Leanstral Review: Mistral Just Shipped the AI That Proves Your Code Is Correct

Here is a fact that should give every engineering leader pause: 96% of developers say they do not fully trust AI-generated code.

They are using it anyway. Because it is fast, and deadlines are real. But they are shipping code they cannot verify. At scale, in critical systems, this is a ticking clock.

Mistral shipped Leanstral on March 16, 2026. It is a different kind of answer to the AI code quality problem—not more guardrails, not better test generation, but formal mathematical proof. Leanstral generates proofs that your code is provably correct against formal specifications. That is a fundamentally different level of verification from “the tests pass.”

What Is Leanstral?

Leanstral is an open-source AI agent built specifically for Lean 4, the formal proof programming language developed by Microsoft Research and widely used in mathematics and safety-critical software verification.

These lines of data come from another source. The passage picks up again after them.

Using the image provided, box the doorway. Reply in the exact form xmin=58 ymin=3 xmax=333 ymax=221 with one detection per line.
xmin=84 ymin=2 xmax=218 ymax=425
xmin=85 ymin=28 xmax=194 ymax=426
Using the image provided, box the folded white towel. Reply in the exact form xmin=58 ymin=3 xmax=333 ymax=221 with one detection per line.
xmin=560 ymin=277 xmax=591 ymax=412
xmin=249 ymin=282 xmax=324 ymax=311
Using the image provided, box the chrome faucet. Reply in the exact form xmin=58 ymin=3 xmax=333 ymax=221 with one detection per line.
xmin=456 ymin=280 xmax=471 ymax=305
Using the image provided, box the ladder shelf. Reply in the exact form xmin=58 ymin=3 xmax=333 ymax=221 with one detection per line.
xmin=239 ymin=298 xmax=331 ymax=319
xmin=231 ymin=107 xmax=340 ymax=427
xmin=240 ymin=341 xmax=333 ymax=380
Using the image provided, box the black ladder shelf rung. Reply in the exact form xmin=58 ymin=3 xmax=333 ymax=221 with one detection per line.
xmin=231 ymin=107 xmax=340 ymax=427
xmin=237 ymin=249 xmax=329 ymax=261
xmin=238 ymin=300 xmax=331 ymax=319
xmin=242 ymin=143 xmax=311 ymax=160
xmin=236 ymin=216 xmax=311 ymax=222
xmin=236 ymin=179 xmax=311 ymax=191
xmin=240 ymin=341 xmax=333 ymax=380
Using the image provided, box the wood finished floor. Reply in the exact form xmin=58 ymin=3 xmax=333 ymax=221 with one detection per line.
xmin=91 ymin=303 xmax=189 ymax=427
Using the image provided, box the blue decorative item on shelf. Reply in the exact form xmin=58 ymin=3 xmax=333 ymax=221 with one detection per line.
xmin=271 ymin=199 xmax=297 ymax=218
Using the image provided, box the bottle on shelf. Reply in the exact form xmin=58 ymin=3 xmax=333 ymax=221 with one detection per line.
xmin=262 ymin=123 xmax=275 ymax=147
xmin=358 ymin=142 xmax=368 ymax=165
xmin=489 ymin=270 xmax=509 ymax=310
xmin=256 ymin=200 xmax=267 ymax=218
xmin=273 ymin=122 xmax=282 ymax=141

At its core: you write your code and your formal specification, and Leanstral generates the Lean 4 proof that your implementation satisfies the spec. If the proof compiles, the code is mathematically verified. Not “probably right.” Proven correct.

Mistral released it under Apache 2.0—fully open-source, commercially usable, no restrictions. They also offer a free API endpoint and embed it into Mistral Vibe (their coding environment) for teams that want managed access.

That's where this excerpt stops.